Aún no tengo claro lo que busco

ni lo que quiero

ni a dónde deseo o necesito llegar

y sin embargo, es seguro que mi cielo no está en el tuyo

porque mi corazón late mucho más lento

y necesita de cortejos…y de tiempo.

 

 

 

Un atardecer a través de tus pupilas hirientes.

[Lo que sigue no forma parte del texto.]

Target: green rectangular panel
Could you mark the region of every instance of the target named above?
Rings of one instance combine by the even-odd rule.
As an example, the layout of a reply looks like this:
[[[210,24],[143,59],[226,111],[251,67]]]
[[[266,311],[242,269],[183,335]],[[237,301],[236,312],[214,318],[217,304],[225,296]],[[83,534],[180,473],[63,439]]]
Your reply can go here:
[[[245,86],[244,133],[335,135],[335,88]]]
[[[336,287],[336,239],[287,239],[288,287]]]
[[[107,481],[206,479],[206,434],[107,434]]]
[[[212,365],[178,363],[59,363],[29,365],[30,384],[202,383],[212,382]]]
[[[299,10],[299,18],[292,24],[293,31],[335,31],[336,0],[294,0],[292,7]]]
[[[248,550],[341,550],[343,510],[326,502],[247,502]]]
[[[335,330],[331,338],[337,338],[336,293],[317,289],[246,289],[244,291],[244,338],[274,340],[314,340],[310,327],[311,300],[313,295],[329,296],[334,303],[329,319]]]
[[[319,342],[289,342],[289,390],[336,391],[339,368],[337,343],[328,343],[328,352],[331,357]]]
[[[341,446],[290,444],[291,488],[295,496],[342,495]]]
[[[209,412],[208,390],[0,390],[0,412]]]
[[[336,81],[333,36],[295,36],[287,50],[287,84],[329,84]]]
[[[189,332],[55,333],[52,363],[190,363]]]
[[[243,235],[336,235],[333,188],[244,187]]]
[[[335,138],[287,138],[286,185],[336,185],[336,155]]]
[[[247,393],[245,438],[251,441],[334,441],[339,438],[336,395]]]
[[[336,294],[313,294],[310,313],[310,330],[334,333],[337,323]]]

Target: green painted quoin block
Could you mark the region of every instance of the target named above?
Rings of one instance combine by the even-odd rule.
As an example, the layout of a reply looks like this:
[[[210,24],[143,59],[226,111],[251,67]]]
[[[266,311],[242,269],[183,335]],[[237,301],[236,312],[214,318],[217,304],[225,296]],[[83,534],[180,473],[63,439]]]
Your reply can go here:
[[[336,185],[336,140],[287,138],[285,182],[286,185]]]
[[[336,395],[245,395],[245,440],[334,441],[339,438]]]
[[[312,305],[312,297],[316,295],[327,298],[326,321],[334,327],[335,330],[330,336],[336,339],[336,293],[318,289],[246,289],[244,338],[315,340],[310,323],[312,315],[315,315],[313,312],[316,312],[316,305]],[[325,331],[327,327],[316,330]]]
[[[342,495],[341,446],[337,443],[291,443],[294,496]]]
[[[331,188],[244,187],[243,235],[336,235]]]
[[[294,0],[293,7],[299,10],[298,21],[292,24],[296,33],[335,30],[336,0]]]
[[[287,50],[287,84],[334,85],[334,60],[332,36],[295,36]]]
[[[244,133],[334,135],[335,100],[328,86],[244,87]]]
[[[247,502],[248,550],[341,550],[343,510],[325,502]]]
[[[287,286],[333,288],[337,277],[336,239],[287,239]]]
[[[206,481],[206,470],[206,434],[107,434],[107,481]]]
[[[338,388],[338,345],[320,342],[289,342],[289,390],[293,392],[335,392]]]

Una mañana despertando de esos sueños

que nunca van a ser.

Un abrir los ojos y ser consciente

de que los finales felices

no están tejido con crochet.

 

Un paso del tiempo

que no se limita sólo a pasar.

Un reloj enrarecido

al que el Conejo Blanco

le da vueltas hacia atrás,

del revés.

 

Un afán por atravesar tu madriguera

o por dormir acurrucada

sobre esa cama de hojas y de helechos

sólo por volver a sentirme una princesa

encantada, irreal;

inexistente.

 

Un encierro en las páginas

de mi cuento predilecto

del que ya no puedo salir,

porque no quiero,

porque me entra el sueño,

porque me duermo.

 

Y después,

tras todo este prolegómeno,

un regresar recubierta de musgo verde;

un retorno lento como el caminar de nuestro principio,

un instante de reflexión que se prolonga y se estira

un decirme: “puedo tomarme todos los segundos del mundo sin envejecer”.